Comments on Bench Testing
There is a menu function under Image > Advanced > Output Scaling that is defaulted to 'Normal'. This function is very similar to most "overscan" features of other projectors. If you want to defeat any overscan, simply set this to 'Larger'. I preferred the Sharpness setting at -2, however some will waver between that and -3 which seems a tad soft, but actually disables all artificial edge enhancement. Anything below -3 actually seems to blur the image on the screen. If you're attempting to overcome issues associated with screen door effect (something we never noticed on this projector) you would want to opt for manually defocusing the lens slightly, and avoid any software based pixel blurring.
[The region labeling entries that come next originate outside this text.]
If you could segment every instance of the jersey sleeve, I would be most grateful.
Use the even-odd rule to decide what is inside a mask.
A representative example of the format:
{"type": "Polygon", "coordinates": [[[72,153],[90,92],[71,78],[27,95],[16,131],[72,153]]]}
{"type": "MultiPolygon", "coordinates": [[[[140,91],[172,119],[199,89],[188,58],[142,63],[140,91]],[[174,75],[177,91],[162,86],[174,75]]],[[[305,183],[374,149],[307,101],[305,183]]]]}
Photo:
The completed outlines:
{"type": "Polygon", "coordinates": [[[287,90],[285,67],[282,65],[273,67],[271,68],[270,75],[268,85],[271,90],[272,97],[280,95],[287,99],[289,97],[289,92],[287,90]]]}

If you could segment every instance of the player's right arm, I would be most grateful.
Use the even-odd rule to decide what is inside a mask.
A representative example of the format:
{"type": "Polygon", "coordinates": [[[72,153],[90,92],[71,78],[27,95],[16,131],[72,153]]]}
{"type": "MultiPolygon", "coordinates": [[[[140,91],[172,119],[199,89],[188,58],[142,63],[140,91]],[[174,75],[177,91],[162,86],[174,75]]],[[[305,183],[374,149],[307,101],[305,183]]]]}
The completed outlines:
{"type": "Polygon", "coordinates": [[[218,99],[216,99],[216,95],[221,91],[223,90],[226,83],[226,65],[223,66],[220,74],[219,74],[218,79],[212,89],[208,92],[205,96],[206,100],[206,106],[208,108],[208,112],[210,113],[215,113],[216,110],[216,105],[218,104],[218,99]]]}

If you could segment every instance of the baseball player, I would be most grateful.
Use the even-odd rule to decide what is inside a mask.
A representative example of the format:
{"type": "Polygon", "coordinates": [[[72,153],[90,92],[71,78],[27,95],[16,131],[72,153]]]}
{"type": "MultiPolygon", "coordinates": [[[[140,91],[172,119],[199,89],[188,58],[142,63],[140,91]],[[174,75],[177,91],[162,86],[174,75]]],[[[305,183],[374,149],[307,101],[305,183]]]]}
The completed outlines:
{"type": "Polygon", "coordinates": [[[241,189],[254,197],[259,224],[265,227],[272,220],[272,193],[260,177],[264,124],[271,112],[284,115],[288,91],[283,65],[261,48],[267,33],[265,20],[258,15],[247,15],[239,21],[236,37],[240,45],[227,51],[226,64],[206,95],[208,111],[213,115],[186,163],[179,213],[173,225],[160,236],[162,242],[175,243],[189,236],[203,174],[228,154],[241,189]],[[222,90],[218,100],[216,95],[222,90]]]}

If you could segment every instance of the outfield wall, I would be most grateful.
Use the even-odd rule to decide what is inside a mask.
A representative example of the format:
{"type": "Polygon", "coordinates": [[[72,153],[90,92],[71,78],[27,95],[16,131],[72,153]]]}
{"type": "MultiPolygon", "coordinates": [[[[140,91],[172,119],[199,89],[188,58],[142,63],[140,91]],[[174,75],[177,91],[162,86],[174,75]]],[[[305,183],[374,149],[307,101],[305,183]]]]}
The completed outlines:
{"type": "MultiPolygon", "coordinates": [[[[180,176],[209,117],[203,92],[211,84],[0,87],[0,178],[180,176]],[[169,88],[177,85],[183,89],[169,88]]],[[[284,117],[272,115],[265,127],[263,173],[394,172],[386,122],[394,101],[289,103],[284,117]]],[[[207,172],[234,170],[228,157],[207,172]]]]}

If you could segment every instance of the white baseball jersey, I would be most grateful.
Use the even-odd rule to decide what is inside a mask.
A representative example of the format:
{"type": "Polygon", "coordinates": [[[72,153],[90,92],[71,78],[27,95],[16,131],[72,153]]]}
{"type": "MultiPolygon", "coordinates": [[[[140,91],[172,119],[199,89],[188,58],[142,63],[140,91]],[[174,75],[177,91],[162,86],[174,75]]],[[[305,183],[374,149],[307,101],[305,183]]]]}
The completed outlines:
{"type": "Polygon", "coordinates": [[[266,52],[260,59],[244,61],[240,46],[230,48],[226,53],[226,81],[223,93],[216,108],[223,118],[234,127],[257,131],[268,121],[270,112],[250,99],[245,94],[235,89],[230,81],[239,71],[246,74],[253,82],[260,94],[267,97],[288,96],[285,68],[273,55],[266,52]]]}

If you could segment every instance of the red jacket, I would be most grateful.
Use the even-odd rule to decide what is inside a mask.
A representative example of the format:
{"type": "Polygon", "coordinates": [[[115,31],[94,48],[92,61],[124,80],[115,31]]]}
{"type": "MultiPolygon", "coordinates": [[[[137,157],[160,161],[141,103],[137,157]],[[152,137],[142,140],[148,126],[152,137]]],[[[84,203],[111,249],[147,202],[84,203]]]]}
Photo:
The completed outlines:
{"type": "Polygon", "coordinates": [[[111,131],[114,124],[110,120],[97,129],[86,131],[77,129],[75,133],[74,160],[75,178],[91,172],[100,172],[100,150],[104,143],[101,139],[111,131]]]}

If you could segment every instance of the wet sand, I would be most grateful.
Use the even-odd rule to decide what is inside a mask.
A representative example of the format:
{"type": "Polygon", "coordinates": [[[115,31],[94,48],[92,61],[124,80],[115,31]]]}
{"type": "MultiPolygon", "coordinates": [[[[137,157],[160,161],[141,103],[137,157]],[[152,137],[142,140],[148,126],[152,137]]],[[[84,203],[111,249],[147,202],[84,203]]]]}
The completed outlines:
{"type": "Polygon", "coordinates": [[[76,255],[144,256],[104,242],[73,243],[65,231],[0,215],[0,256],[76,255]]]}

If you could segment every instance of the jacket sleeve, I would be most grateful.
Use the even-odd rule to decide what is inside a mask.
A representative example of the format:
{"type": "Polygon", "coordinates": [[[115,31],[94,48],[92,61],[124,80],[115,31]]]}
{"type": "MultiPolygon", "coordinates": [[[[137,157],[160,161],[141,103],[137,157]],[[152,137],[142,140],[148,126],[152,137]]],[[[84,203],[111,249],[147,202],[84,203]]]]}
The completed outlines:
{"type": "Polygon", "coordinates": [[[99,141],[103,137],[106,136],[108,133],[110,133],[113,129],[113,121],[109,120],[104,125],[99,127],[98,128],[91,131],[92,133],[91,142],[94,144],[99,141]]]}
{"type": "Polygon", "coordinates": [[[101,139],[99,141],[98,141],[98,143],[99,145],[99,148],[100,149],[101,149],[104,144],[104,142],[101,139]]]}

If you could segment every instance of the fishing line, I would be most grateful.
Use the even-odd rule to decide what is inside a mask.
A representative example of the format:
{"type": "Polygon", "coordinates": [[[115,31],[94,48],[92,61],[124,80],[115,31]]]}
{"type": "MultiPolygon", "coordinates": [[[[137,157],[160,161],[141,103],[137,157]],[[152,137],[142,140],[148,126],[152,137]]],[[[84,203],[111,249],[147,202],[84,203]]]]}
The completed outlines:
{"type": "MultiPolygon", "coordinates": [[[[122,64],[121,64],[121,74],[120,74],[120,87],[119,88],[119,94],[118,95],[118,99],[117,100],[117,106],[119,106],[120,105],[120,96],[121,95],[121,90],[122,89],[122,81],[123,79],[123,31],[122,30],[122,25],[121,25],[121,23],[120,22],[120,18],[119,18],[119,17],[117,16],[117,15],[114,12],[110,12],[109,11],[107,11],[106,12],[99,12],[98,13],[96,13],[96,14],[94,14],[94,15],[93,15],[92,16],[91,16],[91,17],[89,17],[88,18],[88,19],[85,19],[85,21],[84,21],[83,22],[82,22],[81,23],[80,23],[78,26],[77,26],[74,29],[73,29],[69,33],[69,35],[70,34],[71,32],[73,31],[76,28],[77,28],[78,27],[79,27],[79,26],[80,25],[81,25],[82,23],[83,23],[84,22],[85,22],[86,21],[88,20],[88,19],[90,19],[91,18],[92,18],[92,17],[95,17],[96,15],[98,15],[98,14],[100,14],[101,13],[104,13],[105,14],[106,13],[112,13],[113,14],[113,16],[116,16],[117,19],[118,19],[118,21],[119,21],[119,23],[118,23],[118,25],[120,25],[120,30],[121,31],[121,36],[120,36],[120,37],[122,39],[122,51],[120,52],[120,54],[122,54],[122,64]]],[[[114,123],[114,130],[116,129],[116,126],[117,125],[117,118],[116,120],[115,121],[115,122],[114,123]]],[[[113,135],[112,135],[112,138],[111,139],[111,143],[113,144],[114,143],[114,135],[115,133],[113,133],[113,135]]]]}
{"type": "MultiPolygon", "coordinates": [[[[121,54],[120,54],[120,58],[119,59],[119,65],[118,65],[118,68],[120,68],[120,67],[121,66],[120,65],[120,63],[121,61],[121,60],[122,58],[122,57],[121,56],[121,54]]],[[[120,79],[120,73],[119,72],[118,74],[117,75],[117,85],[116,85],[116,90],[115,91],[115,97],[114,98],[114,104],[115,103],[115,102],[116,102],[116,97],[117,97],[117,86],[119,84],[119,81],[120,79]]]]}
What are we talking though... $6 in price difference between the Panasonic and the Epson... Yep, that's going to be a harder decision to make. The Panasonic I've actually put up on a Carada 160 BW screen and was shocked at how bright the image was at that size. So, while the Epson is solid, if you do want the killer bright, it may still be better to go with the Panny.
On the other hand, what are the odds we'll see 1080p dip below $1,500 this year since the Sanyo and BenQ models are basically near $2K already? Heck, the new Sanyo is $1,799... Gotta wonder how solid that model is for only about 500 bucks more.